I calculated the Probability of the Product of 2 dice to be <= 12 as $ \frac {23} {36} $

Similarly the probability of the Product of 2 dice to be > 12 as $ \frac {13} {36} $

Now for Part a) New E.V. = $ \frac {23} {36} $ * (Increase in EV in this case) + $ \frac {13} {36} $ * (0 Increase)

However, I'm confused how to approach the Increase in EV in the case where we choose to reroll 1 of the dice with Probability of 23/36.

One approach I can think of for the above case is that we would only reroll a 1,2 or 3 and never a 4,5,6 as (4 * 4 = 16), (5 * 5 = 25), (6*6 = 36) is > than 12.25.

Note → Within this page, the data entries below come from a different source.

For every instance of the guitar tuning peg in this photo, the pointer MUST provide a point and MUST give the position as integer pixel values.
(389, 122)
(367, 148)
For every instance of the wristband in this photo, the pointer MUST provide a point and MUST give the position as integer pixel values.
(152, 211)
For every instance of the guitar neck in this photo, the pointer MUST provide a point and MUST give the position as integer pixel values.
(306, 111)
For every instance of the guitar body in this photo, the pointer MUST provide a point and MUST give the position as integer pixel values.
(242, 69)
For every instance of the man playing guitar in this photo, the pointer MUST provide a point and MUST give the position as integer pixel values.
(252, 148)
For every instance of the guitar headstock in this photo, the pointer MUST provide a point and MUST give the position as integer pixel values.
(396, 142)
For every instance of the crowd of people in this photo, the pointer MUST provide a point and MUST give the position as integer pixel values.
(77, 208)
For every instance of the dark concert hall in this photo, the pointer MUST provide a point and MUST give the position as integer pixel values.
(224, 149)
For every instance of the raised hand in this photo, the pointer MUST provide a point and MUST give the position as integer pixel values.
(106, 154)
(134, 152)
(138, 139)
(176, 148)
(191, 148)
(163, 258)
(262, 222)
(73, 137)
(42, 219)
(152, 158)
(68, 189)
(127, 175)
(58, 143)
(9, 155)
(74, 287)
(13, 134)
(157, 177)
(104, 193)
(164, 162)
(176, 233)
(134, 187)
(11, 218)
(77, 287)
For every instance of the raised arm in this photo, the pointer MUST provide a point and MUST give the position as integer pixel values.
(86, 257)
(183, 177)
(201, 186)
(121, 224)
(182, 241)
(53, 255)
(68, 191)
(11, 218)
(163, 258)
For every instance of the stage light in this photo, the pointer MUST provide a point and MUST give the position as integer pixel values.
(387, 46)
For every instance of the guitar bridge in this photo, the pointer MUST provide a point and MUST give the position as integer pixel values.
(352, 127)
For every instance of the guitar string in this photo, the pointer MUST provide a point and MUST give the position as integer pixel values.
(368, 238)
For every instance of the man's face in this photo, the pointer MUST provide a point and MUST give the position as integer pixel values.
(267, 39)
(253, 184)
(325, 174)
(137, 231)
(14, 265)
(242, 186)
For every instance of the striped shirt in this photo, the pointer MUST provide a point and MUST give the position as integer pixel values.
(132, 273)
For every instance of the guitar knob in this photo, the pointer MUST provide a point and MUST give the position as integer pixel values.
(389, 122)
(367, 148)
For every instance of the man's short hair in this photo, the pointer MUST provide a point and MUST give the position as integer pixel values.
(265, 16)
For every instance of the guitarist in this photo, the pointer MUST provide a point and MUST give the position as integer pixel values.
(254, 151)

Then - $$ \frac {1} {3} * (3.5-1) + \frac {1} {3} * (3.5 -2) + \frac {1} {3} * (3.5-3) = 1.5 $$

Now, I'm not sure if it should be $ \frac {1} {3} or \frac {1}{6} $ for the probabilities above considering that it is conditioned on rerolling only if we get a 1,2 or 3

Now the 2nd die E[x] = 3.5 so we can say $$ 1.5 * 3.5 = 5.25 $$ which would be the increase in EV in the case where we choose to reroll 1 of the die

Hence increase in EV = $$ \frac {23} {36} * 5.25 = \frac {161} {48} $$

Not sure if this approach is correct

Part b) I'm not sure how to approach it

Answer 1

(a) Given the opportunity to reroll a singular dice, we note that this only makes sense to do if the number it is currently showing is $3$ or less, as the expected value of the reroll is $3.5$. Hence, the new expected value of a roll of $(m, n)$ is $3.5 \max(m, n)$ if any of $m$ or $n$ are $\leq 3$, and otherwise it remains $mn$. Splitting into $4$ cases, we have

Case 1: $m, n \geq 4$

In this case, we choose not to reroll, so the total sum of products is $(4+5+6)(4+5+6) = 15^2$.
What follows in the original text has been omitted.